Capítulo 3

El Cairo

Al concluir el sermón del imán, dos hombres se separan del grupo de fieles y caminan entre los pilares de alabastro de la sala de plegarias.

El patio de la mezquita Al-Azhar está desierto a causa del calor, y el sol refleja la sombra de tres minaretes en su mármol blanquecino. Por encima de los muros de la mezquita asciende el rumor del tráfico y una mezcla abigarrada de olores: el humo de millones de automóviles; clavo, pimienta y cardamomo de un bazar cercano; el aire inflamado por la arena del desierto.

Sin detenerse a observar los arcos y rosetones del patio, los dos hombres caminan hacia la entrada de la madrassa, donde residen los estudiantes de la universidad aneja a la mezquita. Uno de ellos viste una galabiya blanca y sandalias de esparto; tiene la piel apergaminada y su nariz recuerda a una voluta de violín. El otro tiene los brazos velludos y la mirada aquilina; viste a la occidental y está completamente calvo, con excepción de un mechón de pelo gris sobre la frente.

Un grupo de turistas atraviesan el patio. Los dos hombres los observan, sin ocultar su desprecio, hasta que el grupo desaparece en el interior de la mezquita.

—El cargamento ha llegado a Ámsterdam —susurra el del mechón gris—, pero la mujer está muy nerviosa.

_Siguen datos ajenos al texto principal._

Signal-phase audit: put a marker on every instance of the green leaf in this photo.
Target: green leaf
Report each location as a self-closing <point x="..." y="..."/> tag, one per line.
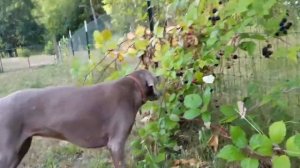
<point x="248" y="46"/>
<point x="192" y="113"/>
<point x="292" y="146"/>
<point x="249" y="163"/>
<point x="255" y="36"/>
<point x="160" y="157"/>
<point x="198" y="76"/>
<point x="174" y="117"/>
<point x="281" y="161"/>
<point x="140" y="31"/>
<point x="192" y="101"/>
<point x="228" y="110"/>
<point x="206" y="117"/>
<point x="141" y="44"/>
<point x="231" y="153"/>
<point x="242" y="6"/>
<point x="192" y="14"/>
<point x="238" y="136"/>
<point x="261" y="144"/>
<point x="277" y="132"/>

Podría tirarlo todo por la borda.

—¿Qué piensas hacer?

El ruido de una taladradora se eleva sobre el rumor del tráfico.

—Iré a Ámsterdam y me ocuparé de ella —dice finalmente el hombre del mechón gris—. Allahu akbar.

Allahu akbar, «Dios es grande», repite el hombre de la galabiya. A continuación, atraviesa en solitario el patio de la mezquita y, tras franquear la puerta del Barbero, se sumerge en las calles polvorientas del viejo Cairo.